Sen. Ted Stevens has been the talk of the town in Washington this week, and no doubt also in his home state of Alaska.
There is no doubt Stevens has dedicated his long political life to reaping benefits for his state. What seems to be questionable at this point is whether or not he accepted personal bennies without disclosing them.
I’m no Beltway Buff. I think politics can be very interesting, but I get pretty tired of the corruption on both sides of the aisle. What I have come to accept, however, is that you just don’t get things done in Washington without scratching a few backs and greasing a few palms.
Isn’t this true in most places?
Don’t get me wrong: I think we have to discourage this kind of behavior as much as possible, but it’s the way things have run in politics since “et tu, Brute.” There is no loyalty in democracy.

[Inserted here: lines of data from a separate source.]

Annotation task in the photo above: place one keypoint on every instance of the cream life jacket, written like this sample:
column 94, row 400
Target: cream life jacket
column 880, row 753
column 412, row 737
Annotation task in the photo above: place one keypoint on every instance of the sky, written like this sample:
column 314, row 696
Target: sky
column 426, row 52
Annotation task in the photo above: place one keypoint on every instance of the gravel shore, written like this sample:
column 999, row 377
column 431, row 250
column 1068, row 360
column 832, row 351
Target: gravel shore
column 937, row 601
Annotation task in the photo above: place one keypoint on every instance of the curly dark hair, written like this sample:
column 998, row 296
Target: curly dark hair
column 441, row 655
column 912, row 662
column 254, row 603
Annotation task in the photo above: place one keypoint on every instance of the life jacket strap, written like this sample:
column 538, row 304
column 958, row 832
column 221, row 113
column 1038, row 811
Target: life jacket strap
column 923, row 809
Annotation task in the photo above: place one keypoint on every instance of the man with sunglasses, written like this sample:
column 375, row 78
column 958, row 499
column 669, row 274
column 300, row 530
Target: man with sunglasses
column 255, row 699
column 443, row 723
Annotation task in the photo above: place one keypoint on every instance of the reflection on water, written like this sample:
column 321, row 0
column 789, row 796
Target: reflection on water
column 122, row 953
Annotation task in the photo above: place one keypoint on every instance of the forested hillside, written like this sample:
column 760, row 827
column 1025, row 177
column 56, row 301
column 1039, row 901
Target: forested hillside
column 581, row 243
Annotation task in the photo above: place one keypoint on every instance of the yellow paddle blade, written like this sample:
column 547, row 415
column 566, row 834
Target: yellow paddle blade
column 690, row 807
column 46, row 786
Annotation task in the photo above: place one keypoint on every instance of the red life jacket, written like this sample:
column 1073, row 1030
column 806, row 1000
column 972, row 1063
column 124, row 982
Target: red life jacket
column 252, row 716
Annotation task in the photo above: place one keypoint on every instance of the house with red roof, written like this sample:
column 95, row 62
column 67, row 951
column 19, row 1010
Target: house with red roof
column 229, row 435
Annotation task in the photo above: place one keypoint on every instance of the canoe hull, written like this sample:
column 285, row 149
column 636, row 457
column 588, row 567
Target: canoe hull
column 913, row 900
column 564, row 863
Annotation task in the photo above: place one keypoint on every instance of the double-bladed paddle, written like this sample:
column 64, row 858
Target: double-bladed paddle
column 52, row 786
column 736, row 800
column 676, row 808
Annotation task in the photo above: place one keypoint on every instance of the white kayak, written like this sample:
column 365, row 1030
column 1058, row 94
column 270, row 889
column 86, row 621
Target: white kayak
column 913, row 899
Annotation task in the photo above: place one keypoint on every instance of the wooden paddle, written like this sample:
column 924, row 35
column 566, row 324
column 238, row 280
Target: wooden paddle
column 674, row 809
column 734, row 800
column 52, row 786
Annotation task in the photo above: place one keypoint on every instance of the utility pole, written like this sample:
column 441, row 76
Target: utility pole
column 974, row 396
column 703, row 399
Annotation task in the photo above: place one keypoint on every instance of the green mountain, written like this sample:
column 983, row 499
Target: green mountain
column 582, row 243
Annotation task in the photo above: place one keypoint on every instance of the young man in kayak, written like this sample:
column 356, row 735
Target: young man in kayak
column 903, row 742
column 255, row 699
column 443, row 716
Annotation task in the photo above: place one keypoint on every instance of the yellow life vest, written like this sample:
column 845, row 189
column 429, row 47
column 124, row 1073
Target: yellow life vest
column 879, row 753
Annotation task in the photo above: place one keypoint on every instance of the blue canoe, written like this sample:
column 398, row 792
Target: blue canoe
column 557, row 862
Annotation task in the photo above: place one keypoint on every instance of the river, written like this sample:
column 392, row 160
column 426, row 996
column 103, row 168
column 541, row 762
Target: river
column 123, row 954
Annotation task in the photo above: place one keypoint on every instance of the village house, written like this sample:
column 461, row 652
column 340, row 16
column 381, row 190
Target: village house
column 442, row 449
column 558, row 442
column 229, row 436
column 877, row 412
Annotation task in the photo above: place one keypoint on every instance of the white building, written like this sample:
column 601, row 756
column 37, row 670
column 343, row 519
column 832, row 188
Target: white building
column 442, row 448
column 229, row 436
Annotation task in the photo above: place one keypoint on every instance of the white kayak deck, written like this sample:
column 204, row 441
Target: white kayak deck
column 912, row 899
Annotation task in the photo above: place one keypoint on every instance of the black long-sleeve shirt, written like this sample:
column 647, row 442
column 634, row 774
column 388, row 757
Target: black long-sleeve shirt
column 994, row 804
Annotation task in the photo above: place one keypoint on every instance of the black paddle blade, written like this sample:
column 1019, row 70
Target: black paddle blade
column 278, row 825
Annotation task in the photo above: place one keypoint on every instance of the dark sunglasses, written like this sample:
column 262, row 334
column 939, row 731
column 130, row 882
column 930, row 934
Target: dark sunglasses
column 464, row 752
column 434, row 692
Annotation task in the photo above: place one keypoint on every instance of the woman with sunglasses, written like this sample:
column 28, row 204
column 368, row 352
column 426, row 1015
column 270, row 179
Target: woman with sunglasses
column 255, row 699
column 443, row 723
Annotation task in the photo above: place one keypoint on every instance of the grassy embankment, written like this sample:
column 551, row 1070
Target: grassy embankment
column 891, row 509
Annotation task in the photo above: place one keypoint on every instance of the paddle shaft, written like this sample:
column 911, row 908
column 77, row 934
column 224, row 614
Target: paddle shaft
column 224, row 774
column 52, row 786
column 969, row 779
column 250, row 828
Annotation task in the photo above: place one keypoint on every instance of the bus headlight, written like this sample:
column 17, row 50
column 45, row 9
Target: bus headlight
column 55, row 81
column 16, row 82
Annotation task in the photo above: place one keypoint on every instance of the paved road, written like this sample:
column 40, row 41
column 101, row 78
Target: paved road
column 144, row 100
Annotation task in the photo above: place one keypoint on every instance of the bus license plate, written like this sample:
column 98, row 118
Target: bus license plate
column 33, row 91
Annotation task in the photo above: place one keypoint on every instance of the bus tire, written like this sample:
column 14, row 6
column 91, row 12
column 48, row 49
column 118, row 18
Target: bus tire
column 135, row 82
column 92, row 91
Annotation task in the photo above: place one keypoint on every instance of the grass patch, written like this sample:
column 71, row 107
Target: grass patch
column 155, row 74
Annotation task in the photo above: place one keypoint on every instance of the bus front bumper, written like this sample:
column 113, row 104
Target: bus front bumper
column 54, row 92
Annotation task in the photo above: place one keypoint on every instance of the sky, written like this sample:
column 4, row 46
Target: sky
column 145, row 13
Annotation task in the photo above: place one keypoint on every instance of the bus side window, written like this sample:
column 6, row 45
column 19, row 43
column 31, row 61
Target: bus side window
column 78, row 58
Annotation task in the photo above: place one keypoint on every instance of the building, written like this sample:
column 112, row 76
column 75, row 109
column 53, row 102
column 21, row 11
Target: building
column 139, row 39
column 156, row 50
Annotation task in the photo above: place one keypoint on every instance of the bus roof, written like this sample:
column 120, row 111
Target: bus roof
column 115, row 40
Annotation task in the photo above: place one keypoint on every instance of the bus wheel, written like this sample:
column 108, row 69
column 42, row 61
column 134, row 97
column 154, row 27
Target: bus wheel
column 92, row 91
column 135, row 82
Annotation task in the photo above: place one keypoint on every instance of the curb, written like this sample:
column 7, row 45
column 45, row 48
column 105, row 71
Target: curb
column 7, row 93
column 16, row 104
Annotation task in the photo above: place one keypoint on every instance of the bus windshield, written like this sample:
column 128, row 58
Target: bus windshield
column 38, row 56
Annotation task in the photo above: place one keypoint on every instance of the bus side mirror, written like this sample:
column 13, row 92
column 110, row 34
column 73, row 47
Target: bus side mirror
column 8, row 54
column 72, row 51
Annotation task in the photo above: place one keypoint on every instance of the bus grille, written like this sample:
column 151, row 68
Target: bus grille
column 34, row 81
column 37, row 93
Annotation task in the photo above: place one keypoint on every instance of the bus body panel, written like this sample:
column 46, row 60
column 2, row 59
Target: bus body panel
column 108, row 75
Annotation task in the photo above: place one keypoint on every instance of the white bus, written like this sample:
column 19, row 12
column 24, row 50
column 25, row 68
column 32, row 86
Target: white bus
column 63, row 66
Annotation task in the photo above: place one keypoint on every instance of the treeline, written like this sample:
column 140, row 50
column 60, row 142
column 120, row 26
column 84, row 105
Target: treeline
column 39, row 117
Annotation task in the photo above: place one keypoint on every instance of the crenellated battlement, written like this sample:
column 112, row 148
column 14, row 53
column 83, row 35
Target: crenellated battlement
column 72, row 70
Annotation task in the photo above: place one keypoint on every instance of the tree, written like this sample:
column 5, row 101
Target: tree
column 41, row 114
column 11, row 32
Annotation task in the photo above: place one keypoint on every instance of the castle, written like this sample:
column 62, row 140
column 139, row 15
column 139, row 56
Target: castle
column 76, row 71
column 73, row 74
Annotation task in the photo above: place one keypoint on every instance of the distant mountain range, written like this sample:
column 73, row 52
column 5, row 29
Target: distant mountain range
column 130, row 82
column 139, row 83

The way I see it is if you’re going to bring down a sitting senator who has served for decades and can’t be too many elections away from retirement, shouldn’t it be for something mind-blowing?
Worst case here is that he accepted home remodeling in exchange for the opportunity for some government contracts and he decided not to disclose it. The best case is that he forgot to disclose it, and Veco didn’t get contracts directly because of it.
In a decade in which seemingly respectable elected officials in Washington have been accused of inappropriate philandering with underage pages and soliciting sex in public bathrooms, the Stevens case simply does not blow my mind.
I’m the last one to call him Uncle Ted. I’ve laughed with the rest of “The Daily Show” viewers as he described the Internet as a “series of tubes” and at various other temper tantrums on the Senate floor. But c’mon, guys. He’s 84 years old.
I find myself recalling the Clinton/Lewinsky scandal. It just feels like a huge waste of American money, and to what end? So we end up with a sound bite and a trite phrase or two?
So Stevens spent some lobbyists’ money to fix up his house (which is not exactly palatial), and now the feds want to spend my money prosecuting him.
I say let the good folks of Alaska decide his political fate.